A year long bank statement or an agency which handles thousands of properties will have tables that are really long. For example if the statement is a hundred pages long, it is not possible to just pass all the pages in one go to an LLM. There are a few issues here:

An LLM might have a million token input context. But what is not openly advertised is the output context limits. The total output which can be generated is often a fraction of the input context size. This means that we cannot just output the extracted tables directly in these cases. We need to manage the output by doing multiple passes.
Even on the input side, though the input context size for an LLM can be a million tokens, in reality they suffer from a problem called “lost in the middle”. It is a known fact that LLMs are not very good at extracting or considering data in the middle of a large context. This is a critical flaw for table extraction as all the data is equally important.

Table designs for human consumption

Some of the layouts we’ve run into are built for exactly one kind of reader: a human eye. Feed them to an LLM with traditional methods and it falls apart. A few examples:

Close headers and offsets

Non standard representations and mixing of contexts within rows: Subtables

Stop wrestling with complex tables — See how LLMWhisperer parses them

The layout-preserved text that feeds our agent pipeline comes from LLMWhisperer. Try it on your own messy PDFs — bank statements, rent rolls, multi-header tables, cross-page rows — No signup required.

Try LLMWhisperer for free on the Playground. No signup required.

Try LLMWhisperer Table Parser for Free

Why not a single autonomous agent driven by a powerful LLM?

Let’s get the obvious solution out of the way first. In principle, we could hand a single autonomous agent a powerful frontier model, enough tokens, and enough time. And it would most likely extract even complex tables in the structure we want. But time and again, our customers simply can’t go this route.

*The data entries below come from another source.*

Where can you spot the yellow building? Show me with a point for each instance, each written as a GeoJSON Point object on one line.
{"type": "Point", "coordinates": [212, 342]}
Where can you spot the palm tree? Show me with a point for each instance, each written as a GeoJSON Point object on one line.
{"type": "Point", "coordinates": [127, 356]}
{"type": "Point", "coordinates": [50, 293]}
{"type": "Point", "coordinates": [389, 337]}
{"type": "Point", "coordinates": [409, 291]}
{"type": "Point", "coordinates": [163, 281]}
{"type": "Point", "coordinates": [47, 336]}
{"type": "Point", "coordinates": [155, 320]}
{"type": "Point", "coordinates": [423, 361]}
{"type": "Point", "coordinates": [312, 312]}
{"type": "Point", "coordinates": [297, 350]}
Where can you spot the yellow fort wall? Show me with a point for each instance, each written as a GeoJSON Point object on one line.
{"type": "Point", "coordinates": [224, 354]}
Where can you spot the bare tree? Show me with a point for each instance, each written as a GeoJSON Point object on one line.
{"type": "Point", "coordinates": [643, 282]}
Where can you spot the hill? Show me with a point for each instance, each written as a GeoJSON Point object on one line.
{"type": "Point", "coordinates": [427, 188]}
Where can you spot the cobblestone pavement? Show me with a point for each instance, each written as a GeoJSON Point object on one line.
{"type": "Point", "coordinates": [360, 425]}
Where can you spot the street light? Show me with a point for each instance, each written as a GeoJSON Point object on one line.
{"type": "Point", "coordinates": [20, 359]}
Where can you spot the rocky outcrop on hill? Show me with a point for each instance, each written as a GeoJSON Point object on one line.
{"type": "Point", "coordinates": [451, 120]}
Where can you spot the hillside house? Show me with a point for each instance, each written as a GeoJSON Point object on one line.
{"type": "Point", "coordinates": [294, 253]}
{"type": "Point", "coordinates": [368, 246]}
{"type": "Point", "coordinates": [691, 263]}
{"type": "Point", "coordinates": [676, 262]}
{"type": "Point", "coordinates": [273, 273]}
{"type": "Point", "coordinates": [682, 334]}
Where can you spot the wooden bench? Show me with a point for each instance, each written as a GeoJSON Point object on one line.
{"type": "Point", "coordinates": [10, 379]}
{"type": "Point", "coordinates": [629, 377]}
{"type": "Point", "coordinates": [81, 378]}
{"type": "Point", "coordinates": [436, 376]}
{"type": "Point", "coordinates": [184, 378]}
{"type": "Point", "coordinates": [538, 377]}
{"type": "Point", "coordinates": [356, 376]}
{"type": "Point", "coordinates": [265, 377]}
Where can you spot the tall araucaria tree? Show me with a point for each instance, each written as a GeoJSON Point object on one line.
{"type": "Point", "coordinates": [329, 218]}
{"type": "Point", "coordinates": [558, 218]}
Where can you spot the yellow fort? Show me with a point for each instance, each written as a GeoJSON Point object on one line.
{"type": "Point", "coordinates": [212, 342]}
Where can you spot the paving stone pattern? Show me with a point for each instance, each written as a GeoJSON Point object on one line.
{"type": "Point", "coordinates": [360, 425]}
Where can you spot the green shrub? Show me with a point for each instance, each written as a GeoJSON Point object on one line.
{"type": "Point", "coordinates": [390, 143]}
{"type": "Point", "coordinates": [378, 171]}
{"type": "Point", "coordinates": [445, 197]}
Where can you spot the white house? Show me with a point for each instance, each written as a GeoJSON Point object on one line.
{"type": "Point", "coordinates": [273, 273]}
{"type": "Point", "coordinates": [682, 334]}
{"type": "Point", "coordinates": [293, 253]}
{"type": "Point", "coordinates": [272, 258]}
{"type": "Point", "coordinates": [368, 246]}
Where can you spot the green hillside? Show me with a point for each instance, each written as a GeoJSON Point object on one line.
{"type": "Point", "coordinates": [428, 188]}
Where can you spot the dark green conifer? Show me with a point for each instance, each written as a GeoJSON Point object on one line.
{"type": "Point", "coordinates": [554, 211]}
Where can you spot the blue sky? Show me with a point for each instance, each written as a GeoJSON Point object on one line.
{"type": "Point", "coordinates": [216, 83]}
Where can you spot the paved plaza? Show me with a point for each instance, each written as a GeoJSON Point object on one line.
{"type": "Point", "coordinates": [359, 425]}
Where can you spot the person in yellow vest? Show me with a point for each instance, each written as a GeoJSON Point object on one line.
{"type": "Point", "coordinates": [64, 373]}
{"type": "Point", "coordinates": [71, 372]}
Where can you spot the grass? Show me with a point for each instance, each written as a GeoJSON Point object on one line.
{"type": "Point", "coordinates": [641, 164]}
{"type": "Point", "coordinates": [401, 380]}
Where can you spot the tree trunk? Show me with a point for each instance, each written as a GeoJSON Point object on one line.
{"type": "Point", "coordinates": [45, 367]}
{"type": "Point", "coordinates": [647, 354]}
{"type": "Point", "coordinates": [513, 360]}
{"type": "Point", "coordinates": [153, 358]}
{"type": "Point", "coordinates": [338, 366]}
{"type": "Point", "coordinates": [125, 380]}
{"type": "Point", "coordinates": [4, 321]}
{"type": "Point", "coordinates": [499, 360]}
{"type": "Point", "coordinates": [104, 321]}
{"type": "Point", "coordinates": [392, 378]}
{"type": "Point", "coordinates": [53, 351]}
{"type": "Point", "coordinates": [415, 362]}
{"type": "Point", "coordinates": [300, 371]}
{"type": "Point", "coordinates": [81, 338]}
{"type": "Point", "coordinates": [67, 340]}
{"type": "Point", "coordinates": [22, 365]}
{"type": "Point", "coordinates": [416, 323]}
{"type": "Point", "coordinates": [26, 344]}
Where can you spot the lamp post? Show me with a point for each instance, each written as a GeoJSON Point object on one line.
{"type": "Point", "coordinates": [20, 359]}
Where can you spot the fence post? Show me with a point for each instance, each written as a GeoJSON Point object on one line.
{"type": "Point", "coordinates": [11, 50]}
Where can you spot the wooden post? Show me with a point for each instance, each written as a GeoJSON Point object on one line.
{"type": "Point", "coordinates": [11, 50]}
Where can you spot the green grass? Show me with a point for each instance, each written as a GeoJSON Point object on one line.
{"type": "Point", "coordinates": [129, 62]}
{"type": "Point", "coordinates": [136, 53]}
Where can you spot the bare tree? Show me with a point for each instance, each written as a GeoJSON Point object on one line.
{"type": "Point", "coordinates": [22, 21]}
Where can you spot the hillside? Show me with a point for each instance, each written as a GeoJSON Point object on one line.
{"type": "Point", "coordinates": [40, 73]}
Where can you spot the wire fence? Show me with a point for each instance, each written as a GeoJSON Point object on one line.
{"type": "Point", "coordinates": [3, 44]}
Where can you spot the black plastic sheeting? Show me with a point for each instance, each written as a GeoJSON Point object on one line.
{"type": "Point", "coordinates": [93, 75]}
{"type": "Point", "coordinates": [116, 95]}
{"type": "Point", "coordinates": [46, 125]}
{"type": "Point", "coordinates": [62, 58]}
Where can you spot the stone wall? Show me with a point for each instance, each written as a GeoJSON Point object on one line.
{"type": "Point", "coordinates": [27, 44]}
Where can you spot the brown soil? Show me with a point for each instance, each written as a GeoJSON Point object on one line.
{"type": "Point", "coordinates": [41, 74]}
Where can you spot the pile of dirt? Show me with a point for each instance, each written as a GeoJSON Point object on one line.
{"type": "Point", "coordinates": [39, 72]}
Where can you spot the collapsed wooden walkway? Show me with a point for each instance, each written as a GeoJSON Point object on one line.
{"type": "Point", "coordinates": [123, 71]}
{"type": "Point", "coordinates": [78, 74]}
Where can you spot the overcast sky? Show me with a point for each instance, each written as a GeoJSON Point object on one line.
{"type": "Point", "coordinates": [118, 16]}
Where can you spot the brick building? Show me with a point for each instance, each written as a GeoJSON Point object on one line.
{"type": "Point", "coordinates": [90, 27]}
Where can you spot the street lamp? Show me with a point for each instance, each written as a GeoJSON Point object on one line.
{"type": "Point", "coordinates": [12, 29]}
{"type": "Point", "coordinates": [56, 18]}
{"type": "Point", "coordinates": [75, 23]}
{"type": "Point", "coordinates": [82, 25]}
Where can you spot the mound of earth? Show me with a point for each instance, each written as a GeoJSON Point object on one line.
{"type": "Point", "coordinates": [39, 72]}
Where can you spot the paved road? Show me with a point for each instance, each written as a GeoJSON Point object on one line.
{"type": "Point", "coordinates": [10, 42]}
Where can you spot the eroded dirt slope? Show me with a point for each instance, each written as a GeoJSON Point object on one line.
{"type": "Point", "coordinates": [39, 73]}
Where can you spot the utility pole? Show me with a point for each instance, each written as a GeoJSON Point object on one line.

That approach is fine for a one-off: personal use, a research project. It falls apart under repetitive, high-volume workloads like bank statements and rent roll processing. The cost per run is very high. In some cases costlier than paying a human, and latency can stretch to minutes per document. For a business pushing thousands of documents a day, it’s a non-starter.

So we built a table extractor that runs at a cost and speed those workloads can actually afford. After all, project viability is one of the most important factors for any workflow automation.

A team of agents instead

Divide and conquer: that’s the approach. Instead of one agent doing everything, we use a team of specialized agents that run one after another. Each taking the table processing a step further and adding its own piece of value.

The reason for splitting it up goes deeper than tidiness. Even frontier models follow complex instructions unreliably once you ask too much of them in a single call. Pile it on (read this messy table, infer its structure, reformat the cells in a certain way and reshape it into my schema, all at once) and the model quietly starts getting things wrong. So we never push the LLM to the edge of its capacity.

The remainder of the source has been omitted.